Comme Un DÎner D’adieu (1/4)

Il était presque deux heures de l’après-midi. Dembo Diatta avait consacré une bonne partie de la matinée à faire mettre en boîte de nombreux ouvrages sur le théâtre achetés dans la librairie où il se rendait régulièrement lors de ses brefs et fréquents séjours à Paris. C’était le moment de rentrer à son petit hôtel de la rue Mélusine, dans le onzième, et il hésitait : prendre le bus 84 ou appeler un taxi ? Il lui restait un peu d’argent mais en plus d’avoir donné rendez-vous en début de soirée à Chris et Muriel Carpentier, un couple d’amis, Dembo commençait à se sentir fatigué.
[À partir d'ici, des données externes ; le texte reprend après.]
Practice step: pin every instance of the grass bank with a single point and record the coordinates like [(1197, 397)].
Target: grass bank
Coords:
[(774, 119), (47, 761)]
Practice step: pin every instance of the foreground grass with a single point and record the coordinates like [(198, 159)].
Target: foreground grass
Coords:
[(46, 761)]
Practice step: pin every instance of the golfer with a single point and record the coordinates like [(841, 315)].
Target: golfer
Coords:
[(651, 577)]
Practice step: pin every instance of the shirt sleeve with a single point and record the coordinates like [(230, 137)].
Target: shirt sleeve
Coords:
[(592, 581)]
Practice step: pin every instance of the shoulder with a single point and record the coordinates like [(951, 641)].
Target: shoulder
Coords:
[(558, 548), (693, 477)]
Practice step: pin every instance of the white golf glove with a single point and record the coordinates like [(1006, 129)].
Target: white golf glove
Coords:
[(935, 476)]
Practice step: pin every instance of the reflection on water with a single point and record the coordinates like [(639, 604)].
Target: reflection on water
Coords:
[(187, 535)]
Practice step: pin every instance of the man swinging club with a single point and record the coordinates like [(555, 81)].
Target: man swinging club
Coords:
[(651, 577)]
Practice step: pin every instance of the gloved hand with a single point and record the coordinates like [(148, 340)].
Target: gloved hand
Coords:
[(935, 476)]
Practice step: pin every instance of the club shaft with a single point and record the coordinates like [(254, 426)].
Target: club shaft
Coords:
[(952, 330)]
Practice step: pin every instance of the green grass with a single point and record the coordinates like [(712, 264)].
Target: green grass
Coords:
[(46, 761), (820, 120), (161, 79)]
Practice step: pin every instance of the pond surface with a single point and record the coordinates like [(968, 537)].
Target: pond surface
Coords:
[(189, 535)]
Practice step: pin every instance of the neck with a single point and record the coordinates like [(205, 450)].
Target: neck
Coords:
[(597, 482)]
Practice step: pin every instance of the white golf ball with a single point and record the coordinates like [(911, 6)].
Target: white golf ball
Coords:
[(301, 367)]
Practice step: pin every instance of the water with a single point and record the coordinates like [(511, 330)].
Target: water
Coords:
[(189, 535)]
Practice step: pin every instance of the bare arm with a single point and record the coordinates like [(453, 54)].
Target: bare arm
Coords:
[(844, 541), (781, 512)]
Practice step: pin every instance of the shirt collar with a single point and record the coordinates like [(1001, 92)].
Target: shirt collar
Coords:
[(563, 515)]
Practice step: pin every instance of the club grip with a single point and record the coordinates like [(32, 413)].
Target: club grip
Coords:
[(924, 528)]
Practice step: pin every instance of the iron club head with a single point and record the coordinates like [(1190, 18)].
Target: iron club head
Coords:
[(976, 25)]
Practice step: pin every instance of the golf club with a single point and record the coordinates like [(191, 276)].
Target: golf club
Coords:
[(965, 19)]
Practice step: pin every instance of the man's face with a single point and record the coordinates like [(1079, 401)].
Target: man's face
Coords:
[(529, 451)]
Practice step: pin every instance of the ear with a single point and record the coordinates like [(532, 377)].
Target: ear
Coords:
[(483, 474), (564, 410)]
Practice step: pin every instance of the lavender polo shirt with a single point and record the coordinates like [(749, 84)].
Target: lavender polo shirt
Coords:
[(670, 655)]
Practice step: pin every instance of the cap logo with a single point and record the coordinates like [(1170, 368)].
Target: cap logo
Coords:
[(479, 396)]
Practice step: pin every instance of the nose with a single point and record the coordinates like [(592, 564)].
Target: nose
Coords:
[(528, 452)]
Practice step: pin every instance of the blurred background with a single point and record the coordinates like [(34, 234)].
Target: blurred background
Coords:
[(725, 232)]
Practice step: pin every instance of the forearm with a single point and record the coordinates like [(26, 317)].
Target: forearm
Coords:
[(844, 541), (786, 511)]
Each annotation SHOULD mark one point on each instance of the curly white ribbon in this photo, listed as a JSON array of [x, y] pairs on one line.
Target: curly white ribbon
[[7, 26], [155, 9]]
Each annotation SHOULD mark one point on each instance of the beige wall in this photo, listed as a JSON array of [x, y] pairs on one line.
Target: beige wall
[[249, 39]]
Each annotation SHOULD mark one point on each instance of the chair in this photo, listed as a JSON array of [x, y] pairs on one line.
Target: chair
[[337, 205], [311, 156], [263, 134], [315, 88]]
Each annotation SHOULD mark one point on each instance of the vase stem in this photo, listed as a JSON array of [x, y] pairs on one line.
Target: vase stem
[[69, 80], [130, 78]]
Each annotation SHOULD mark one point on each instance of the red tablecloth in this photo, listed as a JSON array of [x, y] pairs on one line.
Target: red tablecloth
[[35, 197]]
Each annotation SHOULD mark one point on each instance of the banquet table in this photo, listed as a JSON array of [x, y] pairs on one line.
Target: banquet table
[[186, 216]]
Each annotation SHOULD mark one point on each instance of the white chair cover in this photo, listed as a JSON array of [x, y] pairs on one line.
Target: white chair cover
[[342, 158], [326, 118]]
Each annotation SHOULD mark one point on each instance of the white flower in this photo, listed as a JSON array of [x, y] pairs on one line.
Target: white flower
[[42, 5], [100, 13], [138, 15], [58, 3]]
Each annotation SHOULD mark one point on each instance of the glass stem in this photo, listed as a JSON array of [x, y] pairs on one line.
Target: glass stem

Il faut dire aussi qu’il venait de tomber dans un café du voisinage sur un copain de fac perdu de vue depuis bientôt deux décennies. À l’université de Dakar, Mambaye Cissé s’était fait, très jeune, une réputation de mathématicien de génie et on lui prédisait une carrière scientifique hors normes avec, à la clé, un théorème à son nom ou quelque chose du genre. Mais le malheur avait dû s’abattre sur lui sans crier gare car il n’était visiblement plus bien dans sa tête. Mal rasé, le visage et le cou balafrés, il ne lui restait presque plus une seule dent ; ses mains tremblaient sans arrêt et son haleine puait l’alcool. Montrant à Dembo Diatta des bancs de poisson sur son Ipad, il avait déclaré :

  • Ce que tu vois ici, c’est la fameuse danse d’amour des mérous marbrés.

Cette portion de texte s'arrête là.